I got a new multi plug adapter for the workbench, and a cordless drill. I think that Santa (Black Cat) got tired of tangled extension cords during the build last season.


----------



## Zombie-F (Apr 12, 2004)

Not necessarily "Halloween Stuff" per se, but my wife bought me a trip on a local guided tour of a local Plymouth graveyard. When I have the url to the company's web site next to me tomorrow, I'll post more details. Too tired to trudge downstairs and get it right now.


----------



## coffin_creature (Oct 5, 2005)

I got two of the houses from the Munster's set from the Bradford exchange and nestled them in with my wifes christmas village. It just adds something to it lol 
seasons greatings coffin_creature


----------



## mikeq91 (Jul 19, 2005)

I got a cool misting gargoyle thing thats lighted, and a hot wire foam factory kit. I'm hoping for some more for my birthday in a few weeks.


----------



## scarface (Sep 16, 2005)

Got a new work bench!! Not only to build new props but for other household tasks as well.


----------



## mike (Dec 24, 2005)

scarface said:


> Got a new work bench!! Not only to build new props but for other household tasks as well.
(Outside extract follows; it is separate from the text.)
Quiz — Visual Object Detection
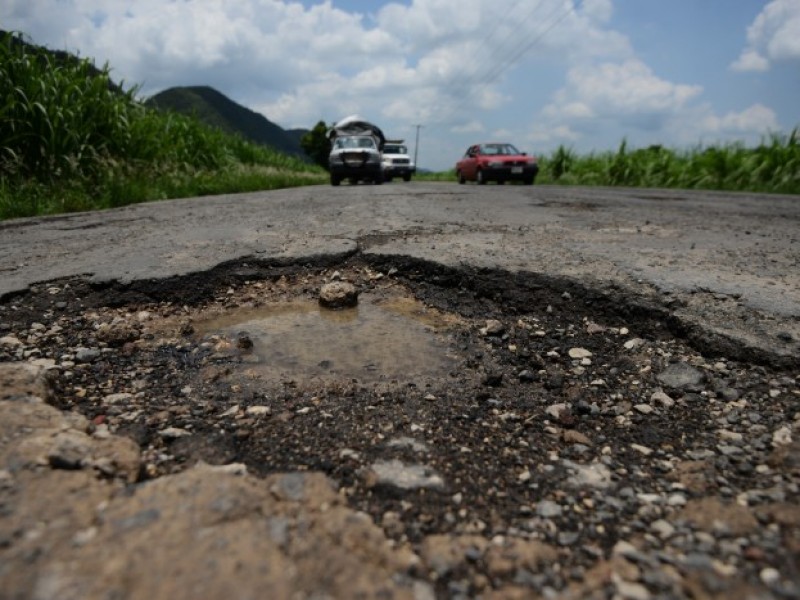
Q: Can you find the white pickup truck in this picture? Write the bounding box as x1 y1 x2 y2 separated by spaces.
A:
383 140 417 181
328 115 386 185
 Other household tasks? What would those be? What else is there besides prop building?:devil:


----------



## Blackwidow (Jul 9, 2005)

Hubby gave me a Super Accessory Kit for my Dremel. It has 145 accessories for me to play with and it comes in a cool little toolbox. I also got some new hand tools 
Santa brought him a Rigid 5 pc. cordless tool set...hmmm, I'll get to play with those too...isn't THAT convenient? hehe


----------



## trishaanne (Aug 20, 2005)

I know, this is a bit late, but one of my kids broke down this year and got us Halloween stuff for Christmas. We got 2 amazing masks, a skellie in a cage, a few skulls, a little dancing skellie (which will get hacked into something) and a few other things. I was so happy that one of them finally listened to me when they ask what I want! And my dear dear friends Vlad and Black Cat gave hubby some lighted tree faces and they gave me a skeleton. What great friends!!!!!!


----------



## Vlad (Aug 2, 2005)

Just always have dinner ready, that's all I ask, lol.


----------



## trishaanne (Aug 20, 2005)

You know you guys are welcome for dinner anytime....you don't even need to call first.


----------



## DeathTouch (Sep 6, 2005)

I had to buy my own Christmas present, but here it is. I have not gotten it yet but I was told this week it should ship. I am using it for my main Halloween project this year. Isn't he cute?


----------